Ridiculously Easy Vegan Shepherd’s Pie

By Sari Huhtala

You know you’re onto something when your own mother says “This tastes better than my shepherd’s pie.” This means something coming from a woman who has a lifetime of experience making hearty home-cooked European meals made with meat, potatoes and veggies. Imagine that? And not only is there no meat in there, you can whip it up in a minimal amount of time and fuss for a fraction of the cost of making a conventional shepherds pie with ground beef. This recipe is incredibly easy.
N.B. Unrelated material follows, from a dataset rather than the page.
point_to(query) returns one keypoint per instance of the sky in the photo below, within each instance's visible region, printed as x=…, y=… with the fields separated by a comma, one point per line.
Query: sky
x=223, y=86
Teach it to your son or daughter who is heading off to college this year, or send them off with a load of single-portion frozen meals for a go-to dinner.

Vegan shepherds pie

  • 1 540-ml can of mixed bean medley – chick peas, kidney beans, romano beans and black beans are a nice combo (or cook your own from dried beans) or just use white pea beans or white northern beans
  • 4 potatoes (or, jazz it up by blending 1 large potato, 1 sweet potato, and 1 cup of rutabaga, turnip or squash)
  • 1 can of organic non-GMO corn (or 1/2 cup of cooked diced cooked carrots and 1/2 cup cooked peas)
  • 2 medium onions, finely chopped
  • 5 cloves of garlic, minced
  • A few tablespoons of olive oil
  • Salt and seasonings of choice (garlic powder, sage, onion powder, paprika, thyme, parsley)*
  • Optional health booster: nutritional 1/4 cup yeast

*Do not use store-bought shepherd’s pie seasoning made with chemicals, caramel colour and other nasties. Peel and cut potatoes, or other veggies, into chunks and bring to a boil. Meanwhile, chop onion and minced garlic. Drizzle oil in a pan and sauté onion and garlic till transparent. Mash the beans with a potato masher until no chunks remain. Stir into pan with onions. Add seasonings and blend well, and leave to simmer on low for about five minutes. Boil potatoes till soft, drain, leaving a bit of extra water from the boiled potatoes to mash them with. Mash potatoes, adding 1/4 cup of nutritional yeast if desired, for an added health boost. Spread the bean mixture in a lightly oiled baking dish. Top with corn, or choice of veggies. Spread mashed potatoes on top. Drizzle lightly with olive oil and sprinkle with nutritional yeast, if desired. Bake for approximately 30 minutes at 350 degrees F.